Taiwan will have to overcome hurdles that may slow yuan liquidity in its attempt to become an offshore yuan trading hub, but the nation will have no difficulty building up yuan deposits, Standard Chartered Bank said yesterday.
“It takes both a large yuan pool and robust yuan flows to build another offshore yuan market after Hong Kong,” Tony Phoo (符銘財), a Taipei-based economist at the British banking group, told a media briefing.
Taiwan may see rapid accumulation of yuan deposits once it and China work out currency settlement rules, thanks to accelerating cross-strait investment, trade and people flows, said Phoo, whose bank is seeking to top its peers in yuan research.

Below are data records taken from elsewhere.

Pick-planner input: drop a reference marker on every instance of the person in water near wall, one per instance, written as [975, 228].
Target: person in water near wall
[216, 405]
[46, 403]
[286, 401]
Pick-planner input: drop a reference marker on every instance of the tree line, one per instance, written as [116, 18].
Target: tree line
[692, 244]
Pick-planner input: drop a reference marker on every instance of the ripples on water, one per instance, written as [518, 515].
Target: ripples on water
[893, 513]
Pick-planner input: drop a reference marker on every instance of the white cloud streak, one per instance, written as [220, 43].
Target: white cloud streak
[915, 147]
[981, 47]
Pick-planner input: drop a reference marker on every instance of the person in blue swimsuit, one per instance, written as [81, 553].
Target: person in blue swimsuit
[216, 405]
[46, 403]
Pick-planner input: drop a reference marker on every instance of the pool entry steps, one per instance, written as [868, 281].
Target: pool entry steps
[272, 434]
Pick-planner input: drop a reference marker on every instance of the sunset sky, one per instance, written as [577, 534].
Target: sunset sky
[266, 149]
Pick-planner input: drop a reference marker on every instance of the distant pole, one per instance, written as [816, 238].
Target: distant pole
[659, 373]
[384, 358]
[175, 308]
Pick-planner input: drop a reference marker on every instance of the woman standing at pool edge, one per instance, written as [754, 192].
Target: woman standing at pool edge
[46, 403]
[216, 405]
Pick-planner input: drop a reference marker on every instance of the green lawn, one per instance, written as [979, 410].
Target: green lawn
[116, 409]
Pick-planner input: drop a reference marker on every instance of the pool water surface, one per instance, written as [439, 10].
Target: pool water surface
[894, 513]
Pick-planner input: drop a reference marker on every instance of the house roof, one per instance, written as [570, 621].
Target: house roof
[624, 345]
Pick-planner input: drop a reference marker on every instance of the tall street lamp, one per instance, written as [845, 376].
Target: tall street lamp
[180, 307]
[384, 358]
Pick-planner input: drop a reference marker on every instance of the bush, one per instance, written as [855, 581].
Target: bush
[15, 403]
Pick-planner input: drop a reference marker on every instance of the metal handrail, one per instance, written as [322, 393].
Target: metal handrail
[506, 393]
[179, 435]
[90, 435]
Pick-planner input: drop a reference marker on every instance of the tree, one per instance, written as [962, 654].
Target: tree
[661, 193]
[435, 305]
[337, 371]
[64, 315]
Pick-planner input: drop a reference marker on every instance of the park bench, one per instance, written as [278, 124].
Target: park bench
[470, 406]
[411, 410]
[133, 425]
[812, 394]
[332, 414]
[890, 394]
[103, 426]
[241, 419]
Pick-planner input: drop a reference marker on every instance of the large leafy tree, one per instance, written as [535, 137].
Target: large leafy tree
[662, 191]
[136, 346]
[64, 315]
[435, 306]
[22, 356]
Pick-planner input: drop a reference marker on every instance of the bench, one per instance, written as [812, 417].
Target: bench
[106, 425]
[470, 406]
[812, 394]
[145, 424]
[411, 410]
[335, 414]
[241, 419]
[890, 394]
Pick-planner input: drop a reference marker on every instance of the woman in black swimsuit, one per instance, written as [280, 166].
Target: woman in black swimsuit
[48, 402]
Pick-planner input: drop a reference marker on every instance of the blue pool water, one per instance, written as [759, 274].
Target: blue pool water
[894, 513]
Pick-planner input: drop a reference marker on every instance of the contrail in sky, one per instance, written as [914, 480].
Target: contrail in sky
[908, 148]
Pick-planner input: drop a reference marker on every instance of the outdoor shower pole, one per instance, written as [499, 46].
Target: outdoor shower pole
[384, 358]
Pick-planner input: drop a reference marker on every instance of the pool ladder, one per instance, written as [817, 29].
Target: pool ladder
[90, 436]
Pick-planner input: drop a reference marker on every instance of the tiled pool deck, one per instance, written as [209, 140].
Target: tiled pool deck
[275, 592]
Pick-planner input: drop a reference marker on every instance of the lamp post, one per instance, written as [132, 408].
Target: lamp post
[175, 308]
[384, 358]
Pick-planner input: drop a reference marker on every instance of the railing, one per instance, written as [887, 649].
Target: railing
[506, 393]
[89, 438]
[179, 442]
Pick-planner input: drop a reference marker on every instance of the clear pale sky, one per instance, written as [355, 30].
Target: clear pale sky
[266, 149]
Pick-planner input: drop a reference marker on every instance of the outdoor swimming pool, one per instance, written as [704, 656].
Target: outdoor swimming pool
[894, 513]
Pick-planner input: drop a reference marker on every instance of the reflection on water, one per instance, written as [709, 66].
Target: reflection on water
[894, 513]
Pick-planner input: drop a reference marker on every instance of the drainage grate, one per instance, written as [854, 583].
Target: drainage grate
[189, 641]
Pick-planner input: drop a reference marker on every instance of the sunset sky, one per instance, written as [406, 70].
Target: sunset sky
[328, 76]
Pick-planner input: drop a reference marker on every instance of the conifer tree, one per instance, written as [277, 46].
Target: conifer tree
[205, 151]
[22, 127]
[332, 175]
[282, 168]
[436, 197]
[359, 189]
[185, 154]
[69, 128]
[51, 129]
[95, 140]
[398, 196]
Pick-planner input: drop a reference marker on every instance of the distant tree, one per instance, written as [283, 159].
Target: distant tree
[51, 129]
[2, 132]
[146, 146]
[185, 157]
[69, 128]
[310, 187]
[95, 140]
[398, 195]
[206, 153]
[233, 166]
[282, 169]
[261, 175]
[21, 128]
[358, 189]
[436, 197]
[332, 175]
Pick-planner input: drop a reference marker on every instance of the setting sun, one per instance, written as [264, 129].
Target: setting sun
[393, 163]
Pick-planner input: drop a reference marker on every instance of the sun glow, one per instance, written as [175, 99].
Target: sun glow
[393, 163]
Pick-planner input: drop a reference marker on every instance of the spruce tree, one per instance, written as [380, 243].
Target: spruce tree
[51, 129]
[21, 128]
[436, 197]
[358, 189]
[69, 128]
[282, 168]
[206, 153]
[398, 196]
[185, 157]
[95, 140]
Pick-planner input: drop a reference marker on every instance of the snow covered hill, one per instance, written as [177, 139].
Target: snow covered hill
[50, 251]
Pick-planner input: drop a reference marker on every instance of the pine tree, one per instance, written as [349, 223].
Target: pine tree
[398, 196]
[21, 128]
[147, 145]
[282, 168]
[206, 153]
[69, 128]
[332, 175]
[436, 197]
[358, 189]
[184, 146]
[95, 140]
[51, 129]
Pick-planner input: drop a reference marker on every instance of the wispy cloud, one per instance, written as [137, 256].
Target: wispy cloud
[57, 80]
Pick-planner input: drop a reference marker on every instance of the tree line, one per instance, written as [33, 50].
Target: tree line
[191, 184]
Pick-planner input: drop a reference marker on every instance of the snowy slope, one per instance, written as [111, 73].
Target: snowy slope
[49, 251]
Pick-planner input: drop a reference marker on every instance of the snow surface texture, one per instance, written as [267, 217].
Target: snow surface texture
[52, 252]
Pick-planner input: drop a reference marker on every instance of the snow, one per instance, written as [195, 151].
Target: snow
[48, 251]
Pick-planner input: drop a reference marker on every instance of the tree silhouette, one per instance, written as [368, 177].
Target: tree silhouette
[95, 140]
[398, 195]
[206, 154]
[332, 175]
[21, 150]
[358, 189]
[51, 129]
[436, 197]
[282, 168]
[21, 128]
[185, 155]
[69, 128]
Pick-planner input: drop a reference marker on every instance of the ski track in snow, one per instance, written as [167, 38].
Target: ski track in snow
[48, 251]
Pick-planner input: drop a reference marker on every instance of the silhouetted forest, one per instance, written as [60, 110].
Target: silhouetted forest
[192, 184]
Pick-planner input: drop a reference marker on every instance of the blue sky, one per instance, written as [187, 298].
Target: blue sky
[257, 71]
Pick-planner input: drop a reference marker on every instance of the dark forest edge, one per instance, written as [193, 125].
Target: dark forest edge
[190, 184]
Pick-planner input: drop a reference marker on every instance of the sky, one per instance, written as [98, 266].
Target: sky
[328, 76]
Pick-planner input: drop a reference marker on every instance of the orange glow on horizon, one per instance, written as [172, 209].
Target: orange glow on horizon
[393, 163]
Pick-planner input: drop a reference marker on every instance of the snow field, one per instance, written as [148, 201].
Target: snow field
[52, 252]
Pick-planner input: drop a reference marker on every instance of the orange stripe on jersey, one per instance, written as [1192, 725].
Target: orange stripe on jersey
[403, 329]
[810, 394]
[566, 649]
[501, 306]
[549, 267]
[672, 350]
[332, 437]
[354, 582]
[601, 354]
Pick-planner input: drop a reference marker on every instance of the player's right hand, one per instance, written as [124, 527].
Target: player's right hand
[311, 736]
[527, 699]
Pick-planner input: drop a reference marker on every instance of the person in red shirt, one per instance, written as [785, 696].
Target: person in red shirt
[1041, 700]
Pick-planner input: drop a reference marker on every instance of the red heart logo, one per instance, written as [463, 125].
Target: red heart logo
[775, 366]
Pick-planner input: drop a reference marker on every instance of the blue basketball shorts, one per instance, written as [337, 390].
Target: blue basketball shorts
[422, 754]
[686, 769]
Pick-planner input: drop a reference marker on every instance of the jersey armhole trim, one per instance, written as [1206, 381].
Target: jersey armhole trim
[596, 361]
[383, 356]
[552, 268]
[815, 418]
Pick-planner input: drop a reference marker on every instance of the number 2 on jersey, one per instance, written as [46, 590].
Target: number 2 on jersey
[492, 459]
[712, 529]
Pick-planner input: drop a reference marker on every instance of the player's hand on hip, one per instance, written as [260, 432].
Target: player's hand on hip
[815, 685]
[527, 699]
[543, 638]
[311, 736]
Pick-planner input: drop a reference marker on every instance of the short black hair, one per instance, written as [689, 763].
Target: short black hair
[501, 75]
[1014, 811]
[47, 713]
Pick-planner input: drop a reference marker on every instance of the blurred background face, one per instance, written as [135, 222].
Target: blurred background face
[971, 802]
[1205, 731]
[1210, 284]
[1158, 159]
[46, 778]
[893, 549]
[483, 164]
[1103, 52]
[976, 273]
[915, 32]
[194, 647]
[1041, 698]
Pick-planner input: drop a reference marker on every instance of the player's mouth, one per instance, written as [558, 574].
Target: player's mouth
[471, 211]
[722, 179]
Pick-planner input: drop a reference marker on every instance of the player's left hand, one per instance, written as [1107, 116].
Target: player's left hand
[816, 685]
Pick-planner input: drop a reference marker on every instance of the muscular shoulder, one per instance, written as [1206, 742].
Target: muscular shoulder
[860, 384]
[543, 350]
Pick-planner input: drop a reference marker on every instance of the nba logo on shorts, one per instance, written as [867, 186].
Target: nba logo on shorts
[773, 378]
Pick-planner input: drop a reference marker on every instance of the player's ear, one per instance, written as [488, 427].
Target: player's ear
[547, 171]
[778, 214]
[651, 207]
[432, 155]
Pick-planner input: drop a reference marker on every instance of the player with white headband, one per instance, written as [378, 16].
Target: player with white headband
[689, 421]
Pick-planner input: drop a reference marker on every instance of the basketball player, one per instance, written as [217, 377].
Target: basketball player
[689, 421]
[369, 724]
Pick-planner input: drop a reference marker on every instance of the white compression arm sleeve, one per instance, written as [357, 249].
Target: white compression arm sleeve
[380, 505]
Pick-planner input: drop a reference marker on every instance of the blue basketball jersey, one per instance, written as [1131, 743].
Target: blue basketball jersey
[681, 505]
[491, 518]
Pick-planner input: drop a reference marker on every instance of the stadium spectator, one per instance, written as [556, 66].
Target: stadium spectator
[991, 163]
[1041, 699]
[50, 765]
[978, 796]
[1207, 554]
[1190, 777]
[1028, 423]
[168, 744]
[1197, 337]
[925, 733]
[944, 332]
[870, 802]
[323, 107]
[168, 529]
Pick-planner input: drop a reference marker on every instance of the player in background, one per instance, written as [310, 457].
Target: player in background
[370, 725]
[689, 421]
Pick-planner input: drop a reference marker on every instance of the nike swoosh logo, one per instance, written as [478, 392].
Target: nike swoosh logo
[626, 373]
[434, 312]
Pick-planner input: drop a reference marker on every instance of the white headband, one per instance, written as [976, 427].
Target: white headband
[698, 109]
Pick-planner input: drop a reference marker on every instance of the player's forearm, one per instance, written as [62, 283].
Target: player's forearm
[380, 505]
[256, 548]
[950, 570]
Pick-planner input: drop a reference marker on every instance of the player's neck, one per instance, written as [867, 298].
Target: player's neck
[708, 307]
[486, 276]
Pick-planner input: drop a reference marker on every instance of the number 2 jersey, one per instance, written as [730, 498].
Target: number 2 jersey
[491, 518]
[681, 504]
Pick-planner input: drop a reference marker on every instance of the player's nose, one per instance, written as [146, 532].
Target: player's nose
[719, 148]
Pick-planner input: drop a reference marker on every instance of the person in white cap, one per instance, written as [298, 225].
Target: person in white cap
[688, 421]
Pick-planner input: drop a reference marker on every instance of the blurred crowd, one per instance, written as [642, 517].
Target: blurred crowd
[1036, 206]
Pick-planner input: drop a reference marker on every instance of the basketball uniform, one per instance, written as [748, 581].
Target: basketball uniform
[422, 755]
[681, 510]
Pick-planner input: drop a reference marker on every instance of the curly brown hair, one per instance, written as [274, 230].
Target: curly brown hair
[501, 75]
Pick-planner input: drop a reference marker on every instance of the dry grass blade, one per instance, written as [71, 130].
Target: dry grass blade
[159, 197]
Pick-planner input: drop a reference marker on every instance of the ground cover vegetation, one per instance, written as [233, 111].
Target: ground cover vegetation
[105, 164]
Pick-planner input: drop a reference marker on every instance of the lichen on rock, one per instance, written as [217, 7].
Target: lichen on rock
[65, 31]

Yuan deposits are expected to account for 15 percent of total deposits in Taiwan in five years and 30 percent in 10 years, Phoo said, adding that this suggests at least NT$2.5 trillion yuan (US$398.79 billion) in terms of value.
The economist attributed his optimism to the fact that cross-strait trade volume exceeded US$127 billion last year, making China Taiwan’s biggest trade partner and largest source of trade surplus.
China remains the preferred overseas investment destination for Taiwanese investors, with between 50,000 and 100,000 Taiwanese enterprises currently operating there, he said.
Travel also helped boost yuan trading, with the number of Chinese visitors reaching a record 1.78 million last year, overtaking Japan as the biggest source of tourists, Phoo said. He added that the number is expected to rise significantly in the future.
When a large pool of yuan is available, the next challenge will be the ease with which the currency can be absorbed and the government can help facilitate this process by allowing as much legal flexibility as possible, Phoo said.
Minimal control over wealth management and investment products is critical to yuan trading and so are favorable taxation terms, he said.
“Taiwan cannot compete with Hong Kong, although it is in a better positioned to benefit from the yuan’s internationalization, if the government keeps a tight rein,” he said.
Authorities on both sides of the Taiwan Strait have yet to unveil further details after inking a memorandum of understanding over currency settlement in late August.
Standard Chartered forecast that more cross-border trade will be settled in yuan, which presently accounts for 12 percent of the country’s trade at 60 billion yuan, with the potential to hit 30 percent in the future, Phoo said.
The yuan’s ranking as a world payments currency rose from 20th in January to 14th in August, the economist said.
Yuan-linked businesses are seen as key earnings drivers for Taiwan’s overly competitive banking sector.